Chapter 19 — Negotiation and Constraint
A tenuous accord is negotiated: the relic remains in situ under community oversight; external parties receive audit channels and crisis access but no transfer. The pilgrim envoy brokers moral terms; the agent settles for strategic ambiguity.

Chapter 20 — Aftermath and Continuity
With immediate threats defused, Hari focuses on restoration—ecological repair, cultural reconstruction, and governance reforms that distribute custodianship. The conclusion underscores resilience: survival through care, memory, and principled restraint.

==Reception==
Dave Hardy of SF Crowsnest noted "In essence, this is a quest. Not a magical one, of course, but, for most of the book, this is about the search for Dr. Gagarian’s head. It is also a good example of modern space opera."

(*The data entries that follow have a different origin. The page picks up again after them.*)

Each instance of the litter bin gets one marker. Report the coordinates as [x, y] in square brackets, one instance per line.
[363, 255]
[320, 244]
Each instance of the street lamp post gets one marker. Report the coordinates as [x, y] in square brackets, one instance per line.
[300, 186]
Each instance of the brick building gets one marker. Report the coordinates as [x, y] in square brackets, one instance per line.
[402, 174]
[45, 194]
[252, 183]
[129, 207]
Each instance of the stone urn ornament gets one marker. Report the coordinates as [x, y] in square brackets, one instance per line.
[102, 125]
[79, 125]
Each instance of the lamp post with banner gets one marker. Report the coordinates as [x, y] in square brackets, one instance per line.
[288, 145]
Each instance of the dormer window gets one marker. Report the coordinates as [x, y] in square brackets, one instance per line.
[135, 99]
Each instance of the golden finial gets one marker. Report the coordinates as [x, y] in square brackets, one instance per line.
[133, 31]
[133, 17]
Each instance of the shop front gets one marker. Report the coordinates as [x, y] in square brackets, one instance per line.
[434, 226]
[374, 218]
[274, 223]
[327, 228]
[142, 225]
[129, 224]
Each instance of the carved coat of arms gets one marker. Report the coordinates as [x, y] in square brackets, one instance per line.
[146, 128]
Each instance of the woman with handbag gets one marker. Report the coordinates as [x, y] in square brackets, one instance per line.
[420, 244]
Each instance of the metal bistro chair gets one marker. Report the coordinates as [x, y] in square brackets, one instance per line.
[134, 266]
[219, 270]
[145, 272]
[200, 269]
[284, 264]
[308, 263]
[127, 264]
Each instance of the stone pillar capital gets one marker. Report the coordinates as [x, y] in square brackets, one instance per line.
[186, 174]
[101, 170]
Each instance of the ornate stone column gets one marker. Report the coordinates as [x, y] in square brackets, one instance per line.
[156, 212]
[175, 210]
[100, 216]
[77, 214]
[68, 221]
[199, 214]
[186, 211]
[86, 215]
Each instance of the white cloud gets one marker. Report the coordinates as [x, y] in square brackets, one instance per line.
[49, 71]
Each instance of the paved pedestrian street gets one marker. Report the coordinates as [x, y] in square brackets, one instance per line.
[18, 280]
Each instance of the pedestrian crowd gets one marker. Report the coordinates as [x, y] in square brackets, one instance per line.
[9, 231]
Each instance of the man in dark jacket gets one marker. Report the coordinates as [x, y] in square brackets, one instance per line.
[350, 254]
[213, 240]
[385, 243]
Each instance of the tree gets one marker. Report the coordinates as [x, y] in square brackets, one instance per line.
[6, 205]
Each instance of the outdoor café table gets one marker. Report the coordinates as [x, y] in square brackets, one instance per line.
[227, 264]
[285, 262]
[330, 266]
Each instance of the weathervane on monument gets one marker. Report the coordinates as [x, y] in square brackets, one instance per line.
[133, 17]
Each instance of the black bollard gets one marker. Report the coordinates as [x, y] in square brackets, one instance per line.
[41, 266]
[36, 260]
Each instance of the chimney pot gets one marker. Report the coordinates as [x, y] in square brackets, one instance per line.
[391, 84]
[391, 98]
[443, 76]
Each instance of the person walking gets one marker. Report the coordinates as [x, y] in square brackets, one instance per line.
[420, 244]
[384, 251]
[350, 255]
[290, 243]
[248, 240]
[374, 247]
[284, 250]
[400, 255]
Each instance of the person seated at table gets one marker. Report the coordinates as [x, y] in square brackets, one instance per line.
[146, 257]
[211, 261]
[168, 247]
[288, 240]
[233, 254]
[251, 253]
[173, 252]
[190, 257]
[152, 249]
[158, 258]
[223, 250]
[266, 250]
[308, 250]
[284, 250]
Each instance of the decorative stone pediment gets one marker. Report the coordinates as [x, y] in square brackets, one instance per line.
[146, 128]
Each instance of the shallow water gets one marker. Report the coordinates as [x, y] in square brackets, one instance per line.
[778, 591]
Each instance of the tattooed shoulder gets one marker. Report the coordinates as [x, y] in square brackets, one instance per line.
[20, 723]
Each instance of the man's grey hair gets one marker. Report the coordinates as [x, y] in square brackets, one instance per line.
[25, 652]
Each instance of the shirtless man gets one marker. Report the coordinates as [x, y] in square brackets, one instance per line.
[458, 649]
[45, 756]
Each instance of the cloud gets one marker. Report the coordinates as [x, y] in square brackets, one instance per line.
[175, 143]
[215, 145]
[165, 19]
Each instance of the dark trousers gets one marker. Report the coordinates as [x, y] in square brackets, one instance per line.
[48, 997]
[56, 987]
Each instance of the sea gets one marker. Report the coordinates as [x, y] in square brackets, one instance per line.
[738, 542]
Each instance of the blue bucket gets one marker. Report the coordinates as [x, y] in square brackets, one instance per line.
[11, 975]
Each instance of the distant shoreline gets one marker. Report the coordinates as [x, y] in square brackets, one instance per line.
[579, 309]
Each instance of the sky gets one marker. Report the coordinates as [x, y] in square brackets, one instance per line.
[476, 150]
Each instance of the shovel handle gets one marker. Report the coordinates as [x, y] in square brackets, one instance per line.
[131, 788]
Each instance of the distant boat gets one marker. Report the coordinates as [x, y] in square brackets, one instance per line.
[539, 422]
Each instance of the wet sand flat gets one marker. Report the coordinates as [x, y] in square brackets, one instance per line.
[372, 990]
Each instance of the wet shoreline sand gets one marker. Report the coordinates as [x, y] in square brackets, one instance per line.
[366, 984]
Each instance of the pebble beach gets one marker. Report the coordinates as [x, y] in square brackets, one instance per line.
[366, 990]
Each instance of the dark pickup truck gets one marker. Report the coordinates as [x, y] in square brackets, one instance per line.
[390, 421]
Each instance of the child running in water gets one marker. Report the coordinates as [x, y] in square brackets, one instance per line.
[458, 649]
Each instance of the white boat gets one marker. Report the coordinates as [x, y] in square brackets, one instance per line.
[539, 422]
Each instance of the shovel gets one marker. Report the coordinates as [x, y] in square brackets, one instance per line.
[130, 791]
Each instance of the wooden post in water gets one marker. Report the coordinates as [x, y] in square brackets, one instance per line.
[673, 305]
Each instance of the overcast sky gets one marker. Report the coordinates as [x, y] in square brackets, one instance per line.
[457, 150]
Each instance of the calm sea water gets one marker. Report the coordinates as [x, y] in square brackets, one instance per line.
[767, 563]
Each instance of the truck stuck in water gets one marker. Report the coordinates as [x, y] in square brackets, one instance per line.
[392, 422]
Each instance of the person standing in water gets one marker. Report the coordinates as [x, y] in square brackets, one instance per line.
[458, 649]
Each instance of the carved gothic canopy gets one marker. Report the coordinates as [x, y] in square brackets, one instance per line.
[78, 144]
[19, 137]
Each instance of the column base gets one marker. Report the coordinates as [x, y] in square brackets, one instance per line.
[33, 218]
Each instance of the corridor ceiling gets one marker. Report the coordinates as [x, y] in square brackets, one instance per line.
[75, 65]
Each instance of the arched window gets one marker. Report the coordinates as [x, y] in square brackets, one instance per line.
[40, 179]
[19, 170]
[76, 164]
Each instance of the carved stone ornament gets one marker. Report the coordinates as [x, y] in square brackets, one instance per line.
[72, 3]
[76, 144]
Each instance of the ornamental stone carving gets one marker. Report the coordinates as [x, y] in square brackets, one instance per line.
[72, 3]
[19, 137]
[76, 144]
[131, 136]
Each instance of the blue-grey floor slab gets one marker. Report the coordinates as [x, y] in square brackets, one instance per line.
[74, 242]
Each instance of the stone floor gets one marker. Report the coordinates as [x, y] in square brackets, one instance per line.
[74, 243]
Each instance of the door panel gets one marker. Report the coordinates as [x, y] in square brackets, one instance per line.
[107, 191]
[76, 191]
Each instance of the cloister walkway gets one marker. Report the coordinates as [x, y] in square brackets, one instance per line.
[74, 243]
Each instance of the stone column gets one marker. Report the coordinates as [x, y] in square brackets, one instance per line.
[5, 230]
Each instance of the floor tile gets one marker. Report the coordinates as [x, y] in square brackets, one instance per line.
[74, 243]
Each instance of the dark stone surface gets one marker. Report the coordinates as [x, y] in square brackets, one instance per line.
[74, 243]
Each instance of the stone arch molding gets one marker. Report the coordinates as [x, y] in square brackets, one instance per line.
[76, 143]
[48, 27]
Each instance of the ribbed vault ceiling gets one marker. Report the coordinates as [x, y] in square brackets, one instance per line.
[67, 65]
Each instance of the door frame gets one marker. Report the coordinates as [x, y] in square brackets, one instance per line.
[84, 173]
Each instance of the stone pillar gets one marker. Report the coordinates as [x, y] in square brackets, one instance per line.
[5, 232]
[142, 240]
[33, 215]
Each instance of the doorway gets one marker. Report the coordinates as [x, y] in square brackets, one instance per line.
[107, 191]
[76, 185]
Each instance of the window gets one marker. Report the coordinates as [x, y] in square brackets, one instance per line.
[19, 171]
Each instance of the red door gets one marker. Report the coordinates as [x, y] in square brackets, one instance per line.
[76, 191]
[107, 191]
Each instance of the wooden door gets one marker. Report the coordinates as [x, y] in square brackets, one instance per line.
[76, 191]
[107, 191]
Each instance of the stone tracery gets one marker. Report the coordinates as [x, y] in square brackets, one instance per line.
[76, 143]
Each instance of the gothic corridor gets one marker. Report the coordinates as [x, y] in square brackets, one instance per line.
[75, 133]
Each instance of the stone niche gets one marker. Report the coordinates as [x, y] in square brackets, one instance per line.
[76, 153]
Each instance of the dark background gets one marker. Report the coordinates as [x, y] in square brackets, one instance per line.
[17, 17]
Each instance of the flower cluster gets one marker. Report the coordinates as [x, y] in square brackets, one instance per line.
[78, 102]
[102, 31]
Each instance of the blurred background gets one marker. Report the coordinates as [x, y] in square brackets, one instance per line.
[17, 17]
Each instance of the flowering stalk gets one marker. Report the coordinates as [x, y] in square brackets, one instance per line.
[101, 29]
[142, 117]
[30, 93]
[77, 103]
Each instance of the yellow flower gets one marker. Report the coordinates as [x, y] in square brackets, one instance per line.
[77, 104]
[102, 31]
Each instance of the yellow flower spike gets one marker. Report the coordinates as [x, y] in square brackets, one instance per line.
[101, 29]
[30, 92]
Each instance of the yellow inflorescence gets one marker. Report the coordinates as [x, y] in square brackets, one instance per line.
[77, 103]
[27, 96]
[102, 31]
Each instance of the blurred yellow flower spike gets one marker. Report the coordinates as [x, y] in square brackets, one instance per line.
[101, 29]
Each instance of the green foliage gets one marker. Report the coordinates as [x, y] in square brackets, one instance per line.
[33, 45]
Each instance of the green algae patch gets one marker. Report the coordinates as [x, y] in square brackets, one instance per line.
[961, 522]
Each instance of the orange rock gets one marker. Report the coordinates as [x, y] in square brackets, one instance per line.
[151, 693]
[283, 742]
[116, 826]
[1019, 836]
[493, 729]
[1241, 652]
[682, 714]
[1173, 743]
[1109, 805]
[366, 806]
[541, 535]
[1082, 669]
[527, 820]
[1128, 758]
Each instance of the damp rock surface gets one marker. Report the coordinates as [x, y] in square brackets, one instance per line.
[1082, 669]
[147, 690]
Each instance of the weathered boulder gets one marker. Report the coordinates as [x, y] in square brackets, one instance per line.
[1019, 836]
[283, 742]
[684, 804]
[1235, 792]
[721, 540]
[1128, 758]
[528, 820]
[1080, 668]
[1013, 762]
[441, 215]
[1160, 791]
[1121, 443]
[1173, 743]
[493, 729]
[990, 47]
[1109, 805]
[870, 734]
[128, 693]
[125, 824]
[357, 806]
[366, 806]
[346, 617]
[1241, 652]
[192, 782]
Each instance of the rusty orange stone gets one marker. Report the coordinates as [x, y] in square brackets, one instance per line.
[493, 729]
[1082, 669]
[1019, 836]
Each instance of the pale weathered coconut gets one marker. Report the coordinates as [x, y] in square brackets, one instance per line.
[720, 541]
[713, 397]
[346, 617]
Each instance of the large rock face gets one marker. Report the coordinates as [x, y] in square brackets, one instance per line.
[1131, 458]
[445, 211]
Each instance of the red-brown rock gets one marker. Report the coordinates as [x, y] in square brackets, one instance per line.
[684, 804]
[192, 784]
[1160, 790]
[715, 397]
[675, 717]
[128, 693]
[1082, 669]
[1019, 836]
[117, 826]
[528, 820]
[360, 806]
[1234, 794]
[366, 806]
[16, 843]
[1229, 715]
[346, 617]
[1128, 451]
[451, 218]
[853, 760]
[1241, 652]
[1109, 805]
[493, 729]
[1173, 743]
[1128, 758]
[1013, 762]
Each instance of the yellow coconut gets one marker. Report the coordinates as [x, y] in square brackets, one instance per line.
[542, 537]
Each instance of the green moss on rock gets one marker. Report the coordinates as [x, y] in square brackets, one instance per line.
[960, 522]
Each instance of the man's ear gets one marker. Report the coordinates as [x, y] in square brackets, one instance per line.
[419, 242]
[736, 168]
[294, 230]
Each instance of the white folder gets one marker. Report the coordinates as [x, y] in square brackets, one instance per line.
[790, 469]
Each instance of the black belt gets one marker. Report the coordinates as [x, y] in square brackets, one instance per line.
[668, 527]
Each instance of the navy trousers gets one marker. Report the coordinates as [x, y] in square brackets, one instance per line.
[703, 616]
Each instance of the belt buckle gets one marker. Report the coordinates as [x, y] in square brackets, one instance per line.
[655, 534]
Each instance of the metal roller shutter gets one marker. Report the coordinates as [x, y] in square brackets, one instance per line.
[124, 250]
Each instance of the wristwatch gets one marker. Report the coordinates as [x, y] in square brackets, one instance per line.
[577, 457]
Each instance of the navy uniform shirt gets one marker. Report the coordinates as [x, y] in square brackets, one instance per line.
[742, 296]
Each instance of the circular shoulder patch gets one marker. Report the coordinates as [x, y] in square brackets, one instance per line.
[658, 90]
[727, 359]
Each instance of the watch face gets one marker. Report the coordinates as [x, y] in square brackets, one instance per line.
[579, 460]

Greg L. Johnson of SF Site wrote "That's plenty of story for any novel, and Paul McAuley places it in a setting that is both decaying, and, from our perspective, full of wonders. For the characters, life in the Solar System is akin to Europe after the collapse of the Western Roman Empire, with pockets of civilization and relative prosperity separated by lengthy and dangerous travel. It's a far cry from the beginnings of a Solar System wide civilization depicted in The Quiet War and Gardens of the Sun, and from the cultural struggles going on in distant Fomalhaut in In The Mouth of the Whale, yet McAuley provides enough of an historical background to tie them all together. The life of genetic engineer Sri Hong-Owen is one of the connecting threads in the novels and, in a way, influences every character in Evening's Empires, though it is separated from the other novels by vast distances in time and space".